Batou: Yeah, would it? I will admit that what he is doing is spurring support in favor of getting rid of the refugees, though. His getaway on the camouflaged ship was carried on the national networks and made all the more dramatic thanks to the blackout at Nagasaki. And now, a nuke is under our feet as we speak... If Kuze hit them this hard, I guess the government has no choice but to take off the kid gloves. But the question is, is Kuze really the one who's behind this whole affair? Couldn't it just be a fabrication that's cooked up by the criminal who's acting as his producer? Or more to the point, could you say that this criminal "producer" is unwittingly helping Kuze with his plan? Not only that, but is this guy now beginning to mimic Kuze's actions?

Goda: What do you mean by that?

Batou: Kuze came back to Dejima, but he didn't have any plutonium with him. I bet he normally would have wanted to tell the refugees about that and rein in the situation for the time being. But in spite of that, we've now had a terrorist act involving plutonium. And then what? Was he gonna play along with his "producer's" plan and actually try using a bluff to declare war? But he didn't do a damn thing. Right now, he's keeping his mouth shut about it and the refugees are being quiet, because he is looking for something that will let him turn the tables. Or on the contrary, maybe by keeping quiet, isn't it really Kuze who's drawn a trump card? And he can control the situation? Kuze started out as an X factor, nothing more. So if it ends up that he's the real genius and hero in this, isn't it possible that the guy who thinks he's his producer has turned into Kuze's copycat somewhere along the line?

Bomb squads: Okay, it's all yours.

Motoko: Roger.

Batou: Despite the fact that those men believed in a fabricated ideology, they didn't become heroes to anybody and even gave away their lives for it. I wonder where their Ghosts are wandering right about now... Major, did you get the plutonium okay?

Motoko: The job's done.

Batou: Good. I used your external memory to talk with him about Kuze as best I could. But I'm not so sure it worked.

Motoko: It did. We'll take this straight to Spring-8. The obsession over realism by their information warfare pros made them leave material behind, and that'll be their undoing. If this plutonium matches that which we collected at the Shinjuku nuclear plant, it'll prove that the CIS is behind this incident.

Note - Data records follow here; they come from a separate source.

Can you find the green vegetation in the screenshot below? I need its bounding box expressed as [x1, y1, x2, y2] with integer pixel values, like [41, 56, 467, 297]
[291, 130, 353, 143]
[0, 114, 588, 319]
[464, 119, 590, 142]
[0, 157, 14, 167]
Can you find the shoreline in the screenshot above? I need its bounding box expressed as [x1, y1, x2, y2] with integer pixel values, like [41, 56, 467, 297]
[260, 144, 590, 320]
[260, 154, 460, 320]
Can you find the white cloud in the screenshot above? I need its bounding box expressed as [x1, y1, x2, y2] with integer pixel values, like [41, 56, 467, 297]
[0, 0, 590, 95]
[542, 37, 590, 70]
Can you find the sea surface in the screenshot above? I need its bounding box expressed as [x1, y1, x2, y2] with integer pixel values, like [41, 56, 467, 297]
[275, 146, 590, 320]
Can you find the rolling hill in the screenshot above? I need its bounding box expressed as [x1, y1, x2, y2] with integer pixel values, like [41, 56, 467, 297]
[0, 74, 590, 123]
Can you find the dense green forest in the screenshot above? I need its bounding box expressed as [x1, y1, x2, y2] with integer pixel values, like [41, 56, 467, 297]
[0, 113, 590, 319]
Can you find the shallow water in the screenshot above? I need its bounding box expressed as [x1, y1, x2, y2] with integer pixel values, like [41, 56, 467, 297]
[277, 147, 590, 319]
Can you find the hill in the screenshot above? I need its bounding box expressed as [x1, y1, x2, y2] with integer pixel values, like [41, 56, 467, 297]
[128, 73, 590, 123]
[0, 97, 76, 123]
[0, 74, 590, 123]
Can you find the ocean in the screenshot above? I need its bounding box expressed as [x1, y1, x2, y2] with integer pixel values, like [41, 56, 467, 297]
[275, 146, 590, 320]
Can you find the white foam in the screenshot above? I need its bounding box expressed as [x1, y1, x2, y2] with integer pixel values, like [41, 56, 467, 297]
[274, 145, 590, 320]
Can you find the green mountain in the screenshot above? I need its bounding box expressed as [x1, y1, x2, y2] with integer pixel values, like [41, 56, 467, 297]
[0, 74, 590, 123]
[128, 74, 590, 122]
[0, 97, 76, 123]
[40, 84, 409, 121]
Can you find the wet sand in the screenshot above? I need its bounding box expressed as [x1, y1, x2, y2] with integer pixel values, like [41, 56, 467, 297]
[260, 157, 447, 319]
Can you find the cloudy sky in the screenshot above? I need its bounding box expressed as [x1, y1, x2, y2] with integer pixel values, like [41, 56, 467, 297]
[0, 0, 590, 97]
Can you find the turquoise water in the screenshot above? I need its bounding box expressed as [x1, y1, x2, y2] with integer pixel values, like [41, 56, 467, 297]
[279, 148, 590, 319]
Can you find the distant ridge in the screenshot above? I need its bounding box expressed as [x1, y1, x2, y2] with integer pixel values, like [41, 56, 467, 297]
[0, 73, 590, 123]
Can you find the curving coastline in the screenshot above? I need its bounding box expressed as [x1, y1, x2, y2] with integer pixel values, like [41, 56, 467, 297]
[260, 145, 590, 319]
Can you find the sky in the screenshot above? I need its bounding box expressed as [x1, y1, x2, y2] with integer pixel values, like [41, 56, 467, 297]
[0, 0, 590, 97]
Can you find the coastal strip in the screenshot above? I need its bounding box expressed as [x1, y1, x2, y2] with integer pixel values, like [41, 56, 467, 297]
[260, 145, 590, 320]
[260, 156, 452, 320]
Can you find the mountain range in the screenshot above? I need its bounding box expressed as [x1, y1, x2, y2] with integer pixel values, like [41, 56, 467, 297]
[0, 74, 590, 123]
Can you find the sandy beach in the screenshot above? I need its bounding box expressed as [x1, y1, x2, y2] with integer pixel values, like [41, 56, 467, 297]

Batou: Roger that. Goda. We're just like Kuze, you know, because we haven't given up on the fight yet, either.

Goda: Is that so?

Batou: There's one thing I forgot to ask you. I doubt there'll be another outbreak, but we still don't know the final trigger is for the virus. We wanna write a vaccine just to be safe. If it was you, what would you use as the final triggering factor?

Goda: Well, if I were the culprit, the factor I would probably use is virginity. They'd had been virgins prior to getting their prosthetic bodies.

Batou: What the hell?

Goda: If you're looking for someone who is prepared to martyr himself as a hero of the masses, that is the essential factor. Of course, it would be a bit of a gamble as to how many people have that particular outstanding talent.

Batou: Bastard... That goes beyond the limits of being perverse.

Goda: Perverse? Well, if you must know, I myself am a virgin. This has been the most enjoyable chat. Or informative, rather. I'm grateful. As for my own battle, it's not over yet, either. But the question remaining is, will you stop me first, or will I succeed and my plans come to fruition? I imagine the answer to that will be left entirely up to our X-factor. Now, if you'll excuse me.